A video breakdown of the Portland Trail Blazers' struggles with transition defense and potential areas for improvement.

Mark J. Rebilas-USA TODAY Sports

Dane Carbaugh, who edits the Blazers blog, will be providing the occasional column for Blazersedge this season. Carbaugh will put together playbook-style video breakdowns to accompany his written observations. His first post on three-pointers went up earlier this week.

Friday's Media Row Report took a look at Blazers coach Terry Stotts' emphasis on transition defense during practice last week. Portland struggled mightily controlling the Phoenix Suns' break on opening night. With the rematch set for Wednesday at the Moda Center (Chris Lucia's preview is right here), Carbaugh offers this look at some transition defense breakdowns and how Portland might tighten things up. -- Ben

Part of the Blazers' issue with conceding a high FG% in the painted area has been turnovers leading to easy fastbreak attempts for opponents. While not awful, Portland is a middle-of-the-pack team as far as points allowed per game in transition. Strategically, stopping the break for Portland means keeping games in reach when they're within single digits, and making sure they can hold off late-game surges from teams as they lead.

Surprisingly, it's Portland's spacing that gets them in trouble against the break. Game tape shows the most effective breaks are coming against Portland when their wings are locked into the corners. They aren't squaring the floor, a basic spacing concept that puts players at even distances from each other around the court that allows for passing lanes and useful positioning when transitioning to defense.
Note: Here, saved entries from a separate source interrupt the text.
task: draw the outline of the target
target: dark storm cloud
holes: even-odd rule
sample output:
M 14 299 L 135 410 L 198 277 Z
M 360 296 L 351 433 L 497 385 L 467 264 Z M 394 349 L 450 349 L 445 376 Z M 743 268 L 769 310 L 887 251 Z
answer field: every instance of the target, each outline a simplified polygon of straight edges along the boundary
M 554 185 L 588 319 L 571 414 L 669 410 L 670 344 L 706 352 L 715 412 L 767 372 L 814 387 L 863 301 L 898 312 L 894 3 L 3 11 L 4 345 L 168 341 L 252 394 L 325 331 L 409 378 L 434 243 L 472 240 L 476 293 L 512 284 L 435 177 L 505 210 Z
Damian Lillard fails to get back on defense, lagging even behind Robin Lopez

At times, basic effort on defense is fleeting. While Batum will get a trackdown block or two, he tends to give up if he's gone hard for a rebound in the painted area and come up empty. The same can be said for Damian Lillard, who will take a split second to mope after a missed layup attempt instead of using his quickness to get in front of his mark, who is often leading the break the other way.

Portland has a tendency to ball-watch on offense. As shots go up, wing players aren't committing to offensive rebounding or at getting back on defense, instead choosing to hover at the arc hoping for a kickout on an offensive rebound. That kind of inactivity is a recipe for a disaster.


All three backcourt players for Portland are watching Mo Williams' shot attempt as Gerald Green slips past them to the bucket.

The Blazers are leaving themselves open to easy opportunities on the primary break -- an initial play with an advantage to the offense. Portland rarely forces teams into what's called the secondary break, where trailing players setup a quick screen or post play if the initial run has no advantage.judgmen

Most important is that Portland simply doesn't communicate on the break. Players are picking lanes on best judgment, but aren't giving directions or calling out assignments. Portland needs to give a more concerted effort to have a defensive point player guarding the ball and directing players behind him.


Nic Batum and Damian Lillard fail to give each other any direction despite being just a few feet from each other.

As a gameplan, stopping the fastbreak for Portland is crucial. In their five wins this year they are a combined +11 in fastbreak points. In their two losses they are a combined -25. Portland's high-powered offense is part shooting, part rhythm, and all confidence. When teams string together easy buckets down the floor, they lose their rhythm and put themselves in the position to lose games.